Prandtl-Meyer Expansion Calculator

Calculate Prandtl-Meyer expansion fan properties: downstream Mach number, isentropic pressure/temperature/density ratios, and PM function values.

About the Prandtl-Meyer Expansion Calculator

A Prandtl-Meyer expansion fan occurs when supersonic flow turns around a convex corner. Unlike shocks, which compress and generate entropy, expansion fans are isentropic and smoothly accelerate the flow while lowering pressure, temperature, and density. That makes the Prandtl-Meyer relation the standard tool for turning-angle calculations in supersonic flow. It is the standard way to turn a wedge angle into a Mach-number change and estimate the new flow state. That is the practical basis for nozzle turning calculations.

The Prandtl-Meyer function ν(M) relates turning angle to Mach number. For an expansion through angle θ, the downstream state satisfies ν₂ = ν₁ + θ, and the new Mach number is found by inverting the function numerically.

This calculator handles that inversion, then reports downstream Mach number, Mach angle, and isentropic property ratios. It is useful for supersonic nozzle contours, expansion around corners and trailing edges, rocket plumes, and shock-expansion approximations in compressible-flow analysis.

Why Use This Prandtl-Meyer Expansion Calculator?

Use this calculator when you need to move from a supersonic turning angle to the downstream Mach state without manually inverting the Prandtl-Meyer function.

It is useful for nozzle design, supersonic aerodynamics, and classroom compressible-flow problems where the main difficulty is the function inversion, not the interpretation of the result.

How to Use This Calculator

  1. Select expansion (convex turn) or isentropic compression mode.
  2. Enter the upstream Mach number (> 1).
  3. Enter the specific heat ratio γ (1.4 for air).
  4. Enter the wall deflection angle in degrees.
  5. Read the downstream Mach number and isentropic property ratios.
  6. Use the reference table for standard ν(M) values.

Formula

ν(M) = √((γ+1)/(γ−1)) · arctan(√((M²−1)(γ−1)/(γ+1))) − arctan(√(M²−1)). Expansion: ν₂ = ν₁ + θ. Compression: ν₂ = ν₁ − θ. Isentropic: T₂/T₁ = (1 + (γ−1)/2·M₁²) / (1 + (γ−1)/2·M₂²). p₂/p₁ = (T₂/T₁)^(γ/(γ−1)). ρ₂/ρ₁ = (T₂/T₁)^(1/(γ−1)).

Example Calculation

Result: M₂ = 2.385, p₂/p₁ = 0.574, T₂/T₁ = 0.837

ν₁(M=2) = 26.38°. After 10° expansion: ν₂ = 36.38°. Inverting: M₂ = 2.385. Isentropic ratios give p₂/p₁ = 0.574 (44% pressure drop).

Tips & Best Practices

Practical Guidance

Prandtl-Meyer analysis is most useful for inviscid supersonic flow where the turning is smooth and the process stays isentropic. It gives a compact way to estimate how much the Mach number rises and how far the thermodynamic state drops as the flow expands.

Common Pitfalls

The most common mistake is applying expansion-fan logic to subsonic flow or to turns that actually create shocks. Another is forgetting that the isentropic property changes follow from the new Mach number after inversion, not just from the angle alone. If viscosity, boundary-layer growth, or strong geometric complexity matter, this result is only the first approximation.

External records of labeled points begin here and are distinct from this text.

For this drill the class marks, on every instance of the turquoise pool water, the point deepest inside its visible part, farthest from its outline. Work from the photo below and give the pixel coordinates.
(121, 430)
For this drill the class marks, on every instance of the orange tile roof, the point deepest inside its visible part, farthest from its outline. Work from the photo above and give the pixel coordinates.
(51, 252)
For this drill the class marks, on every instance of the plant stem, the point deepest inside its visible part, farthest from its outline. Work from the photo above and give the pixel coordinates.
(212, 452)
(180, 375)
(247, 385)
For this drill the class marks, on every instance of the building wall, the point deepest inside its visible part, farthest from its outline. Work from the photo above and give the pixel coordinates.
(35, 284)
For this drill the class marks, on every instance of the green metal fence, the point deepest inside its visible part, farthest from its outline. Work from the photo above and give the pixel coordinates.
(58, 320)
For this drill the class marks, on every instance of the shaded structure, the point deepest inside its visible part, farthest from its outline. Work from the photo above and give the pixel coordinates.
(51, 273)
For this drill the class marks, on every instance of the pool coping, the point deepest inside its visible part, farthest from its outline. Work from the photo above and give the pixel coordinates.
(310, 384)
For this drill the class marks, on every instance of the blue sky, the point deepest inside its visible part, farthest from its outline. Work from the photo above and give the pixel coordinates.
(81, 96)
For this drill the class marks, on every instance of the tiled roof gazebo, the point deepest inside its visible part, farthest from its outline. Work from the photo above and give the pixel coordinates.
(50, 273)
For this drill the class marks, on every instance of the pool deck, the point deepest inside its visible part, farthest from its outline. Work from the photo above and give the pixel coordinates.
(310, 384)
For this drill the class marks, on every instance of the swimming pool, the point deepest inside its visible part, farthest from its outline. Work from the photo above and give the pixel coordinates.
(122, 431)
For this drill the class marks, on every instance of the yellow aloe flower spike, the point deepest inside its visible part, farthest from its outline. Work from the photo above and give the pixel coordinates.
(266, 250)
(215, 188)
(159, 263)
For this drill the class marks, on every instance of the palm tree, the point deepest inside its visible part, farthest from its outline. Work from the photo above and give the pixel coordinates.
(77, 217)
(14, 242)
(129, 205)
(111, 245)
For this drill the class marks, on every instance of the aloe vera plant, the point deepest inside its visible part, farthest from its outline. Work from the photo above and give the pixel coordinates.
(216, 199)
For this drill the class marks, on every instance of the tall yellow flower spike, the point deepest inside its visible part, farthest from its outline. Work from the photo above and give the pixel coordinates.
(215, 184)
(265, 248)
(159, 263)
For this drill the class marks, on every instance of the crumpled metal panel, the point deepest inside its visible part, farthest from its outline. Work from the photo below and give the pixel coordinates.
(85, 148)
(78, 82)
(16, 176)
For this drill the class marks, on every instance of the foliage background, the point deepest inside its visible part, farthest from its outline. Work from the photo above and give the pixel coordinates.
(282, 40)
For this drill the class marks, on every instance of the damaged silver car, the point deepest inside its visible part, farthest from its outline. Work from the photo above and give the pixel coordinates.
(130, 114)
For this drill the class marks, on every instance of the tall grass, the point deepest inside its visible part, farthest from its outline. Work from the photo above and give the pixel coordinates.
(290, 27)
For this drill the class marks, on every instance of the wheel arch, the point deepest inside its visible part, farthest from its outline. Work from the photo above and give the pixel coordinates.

Frequently Asked Questions

Why are expansion fans isentropic but shocks are not?

Expansion fans are continuous, gradual processes with no entropy generation. Shock waves are discontinuous — they have finite thickness where viscous dissipation generates entropy irreversibly.

What is the maximum PM angle?

For γ=1.4: ν_max = 130.45° at M→∞. This means supersonic flow can turn at most 130.45° through an expansion fan. In practice, the limit is the vacuum condition (zero pressure).

Can expansion fans occur in subsonic flow?

No. Expansion fans only occur in supersonic flow. In subsonic flow, the pressure field communicates upstream, allowing smooth gradual acceleration without discrete wave structures.

What is shock-expansion theory?

It combines oblique shocks (for compression surfaces) with PM expansions (for expansion surfaces) to analyze 2D supersonic flows around simple shapes like diamonds and wedges. It gives exact results for inviscid flow.

How does γ affect PM expansion?

Lower γ (more molecular degrees of freedom) increases ν_max. For γ=1.3 (CO₂ or high-temperature air), ν_max = 152.8°. For γ=1.667 (monatomic), ν_max = 103.1°.

Where do expansion fans occur on an airfoil?

On a supersonic airfoil, expansion fans form where the surface turns the flow away from itself, such as around trailing edges or convex sections after a compression region. They are the opposite of compression shocks and usually follow places where the surface bends outward.